N. 20 [17] Anno VI Marzo 2005

Giudice di pace

Codice della strada


Massima n. 1/20/GdP
AUTOVELOX - OBBLIGO DI IMMEDIATA CONTESTAZIONE DELL'INFRAZIONE -  STRADA URBANA DI SCORRIMENTO - SUSSISTE - DEROGA ESPRESSA DEL PREFETTO.
OBBLIGO DI PUBBLICITA' DEL MEZZO DI CONTROLLO - CARTELLO GENERICO - NON SUFFICIENTE - NECESSITA' DI ESPRESSO RIFERIMENTO AL CONTROLLO IN ATTO
(art. 200 C.d.s)
Giudice di Pace di Arona dott. Bertozzi - sentenza 21 giugno 2004
L'art. 4 del D.l. 121/2002, convertito dalla L. 168/2002, consente l'impiego di dispositivi tecnici di controllo per il rilevamento  a distanza delle violazioni delle norme di cui agli artt. 142 e 148 C.d.s. commesse sulle autostrade e sulle strade extraurbane. Sulle strade extraurbane secondarie ovvero urbane di scorrimento per derogare alla regola generale prevista dall'art. 200 C.d.s. occorre una valutazione preventiva da parte del Prefetto ed una espressa deroga della contestazione immediata . Le strade urbane e di quartiere sono invece escluse dall'ambito di applicazione della norma poiché possiedono caratteristiche tali da consentire sempre la contestazione immediata.
Per quanto riguarda l'informazione dell'installazione o dell'utilizzo dei dispositivi di controllo dovuta agli utenti della strada, non è sufficiente il cartello recante la dicitura generica "attenzione, velocità controllata", ma occorre un espresso riferimento, volta per volta, al controllo in atto, portato a conoscenza degli automobilisti con i mezzi più appropriati.

Giurisprudenza
TRIBUTARIA


Ici


Massima n. 1/20/T
ICI - Valore di riferimento - Regolamento comunale che non riferisce al valore venale in commercio - Applicazione per l'Avviso di Accertamento - Illegittimità dello stesso - Sussiste (art.5 co.5 Lgs.504/91)

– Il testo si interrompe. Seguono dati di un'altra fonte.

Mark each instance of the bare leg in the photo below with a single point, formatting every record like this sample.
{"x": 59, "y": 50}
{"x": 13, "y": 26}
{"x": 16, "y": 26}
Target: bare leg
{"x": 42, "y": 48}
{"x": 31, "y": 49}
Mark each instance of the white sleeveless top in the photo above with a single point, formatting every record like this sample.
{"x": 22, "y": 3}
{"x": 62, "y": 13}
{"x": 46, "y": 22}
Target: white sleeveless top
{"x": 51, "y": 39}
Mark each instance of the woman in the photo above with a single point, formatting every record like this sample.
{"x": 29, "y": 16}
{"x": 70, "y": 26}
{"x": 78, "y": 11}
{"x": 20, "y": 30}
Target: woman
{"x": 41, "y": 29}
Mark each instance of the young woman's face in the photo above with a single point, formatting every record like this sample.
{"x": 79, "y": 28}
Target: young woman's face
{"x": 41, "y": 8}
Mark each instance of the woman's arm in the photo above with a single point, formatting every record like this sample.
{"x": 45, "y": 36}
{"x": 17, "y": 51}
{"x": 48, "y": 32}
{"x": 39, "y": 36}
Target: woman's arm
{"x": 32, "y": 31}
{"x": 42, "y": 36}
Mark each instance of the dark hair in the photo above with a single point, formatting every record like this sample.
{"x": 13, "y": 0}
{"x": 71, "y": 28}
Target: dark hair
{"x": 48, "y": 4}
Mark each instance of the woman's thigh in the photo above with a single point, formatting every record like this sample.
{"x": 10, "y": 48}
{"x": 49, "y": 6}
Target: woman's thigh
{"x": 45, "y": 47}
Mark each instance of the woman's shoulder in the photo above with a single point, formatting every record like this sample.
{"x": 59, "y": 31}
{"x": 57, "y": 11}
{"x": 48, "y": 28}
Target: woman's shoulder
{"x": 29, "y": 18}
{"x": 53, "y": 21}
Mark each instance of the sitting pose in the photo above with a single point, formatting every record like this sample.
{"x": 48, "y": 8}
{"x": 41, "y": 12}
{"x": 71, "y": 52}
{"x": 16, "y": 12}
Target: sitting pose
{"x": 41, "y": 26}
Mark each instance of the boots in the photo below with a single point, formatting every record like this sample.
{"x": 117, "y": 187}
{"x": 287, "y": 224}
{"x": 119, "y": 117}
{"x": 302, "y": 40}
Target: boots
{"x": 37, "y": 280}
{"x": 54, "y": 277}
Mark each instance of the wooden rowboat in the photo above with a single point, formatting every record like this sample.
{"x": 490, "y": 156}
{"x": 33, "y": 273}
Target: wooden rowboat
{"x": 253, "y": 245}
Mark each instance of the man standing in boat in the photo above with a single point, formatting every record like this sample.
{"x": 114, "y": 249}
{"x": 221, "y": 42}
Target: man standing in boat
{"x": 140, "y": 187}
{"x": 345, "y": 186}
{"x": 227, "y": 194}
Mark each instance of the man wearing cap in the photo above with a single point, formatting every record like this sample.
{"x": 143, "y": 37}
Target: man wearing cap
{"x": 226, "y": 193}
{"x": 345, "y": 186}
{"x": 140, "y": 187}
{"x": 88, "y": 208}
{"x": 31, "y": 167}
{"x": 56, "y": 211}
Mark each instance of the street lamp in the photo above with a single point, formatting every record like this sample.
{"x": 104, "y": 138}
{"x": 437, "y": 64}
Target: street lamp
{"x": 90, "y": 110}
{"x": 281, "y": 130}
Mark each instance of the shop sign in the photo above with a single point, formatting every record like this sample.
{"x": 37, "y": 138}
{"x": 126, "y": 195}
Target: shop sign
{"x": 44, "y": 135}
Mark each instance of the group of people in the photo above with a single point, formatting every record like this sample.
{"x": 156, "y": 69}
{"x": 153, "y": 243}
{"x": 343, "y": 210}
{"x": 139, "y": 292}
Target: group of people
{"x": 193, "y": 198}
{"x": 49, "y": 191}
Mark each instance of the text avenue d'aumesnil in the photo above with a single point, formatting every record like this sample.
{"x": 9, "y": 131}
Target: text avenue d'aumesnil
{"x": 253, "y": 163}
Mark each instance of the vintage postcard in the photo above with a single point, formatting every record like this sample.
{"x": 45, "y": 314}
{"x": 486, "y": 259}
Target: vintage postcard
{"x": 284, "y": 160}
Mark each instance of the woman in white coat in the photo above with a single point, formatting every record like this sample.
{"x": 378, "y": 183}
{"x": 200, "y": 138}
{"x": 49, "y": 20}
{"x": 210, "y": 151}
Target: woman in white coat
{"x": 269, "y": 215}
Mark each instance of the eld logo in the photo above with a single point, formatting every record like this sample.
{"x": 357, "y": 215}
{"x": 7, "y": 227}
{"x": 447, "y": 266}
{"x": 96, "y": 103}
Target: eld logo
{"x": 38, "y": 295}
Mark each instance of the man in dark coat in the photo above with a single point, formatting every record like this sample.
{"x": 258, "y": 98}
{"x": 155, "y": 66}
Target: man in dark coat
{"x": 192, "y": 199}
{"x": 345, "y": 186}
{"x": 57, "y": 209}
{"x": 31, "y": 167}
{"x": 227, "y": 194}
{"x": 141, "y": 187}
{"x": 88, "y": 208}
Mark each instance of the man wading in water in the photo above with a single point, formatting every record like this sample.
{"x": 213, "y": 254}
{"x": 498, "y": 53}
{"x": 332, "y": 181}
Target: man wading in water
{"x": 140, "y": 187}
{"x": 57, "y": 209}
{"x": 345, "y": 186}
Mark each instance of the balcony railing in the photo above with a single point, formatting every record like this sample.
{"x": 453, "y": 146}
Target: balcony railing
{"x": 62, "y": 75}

Commissione Tributaria Provinciale di Novara Sezione V - Sentenza 12 marzo 2004  - Presidente Mariani - Giudice Relatore Mondello.
Il valore delle aree fabbricabili, a' fini dell'applicazione dell'ICI, deve essere compiuta tenendo conto di tutti gli elementi valutativi preveduti dall'art.5 co.5 D. Lgs. n.504/92, ed in particolare del valore venale in commercio d'esse al primo gennaio dell'anno d'imposizione, avuto riguardo a tutti gli elementi attinenti l'edificabilità dei terreni nonché "ai prezzi medi rilevati sul mercato dalla vendita di aree aventi analoghe caratteristiche". Consegue che l'Avviso di Accertamento emesso in forza di Regolamento Comunale ICI ove detto requisito valutativo sia del tutto assente perché sostituito da una "valutazione d'ufficio" del valore delle aree fabbricabili compiuta autonomamente dalla P.A. è illegittimo per avere la P.A. medesima disatteso in modo illegittimo l'elemento fondamentale della valutazione previsto dalle leggi fiscali per i trasferimenti di beni immobili (fabbricati & terreni).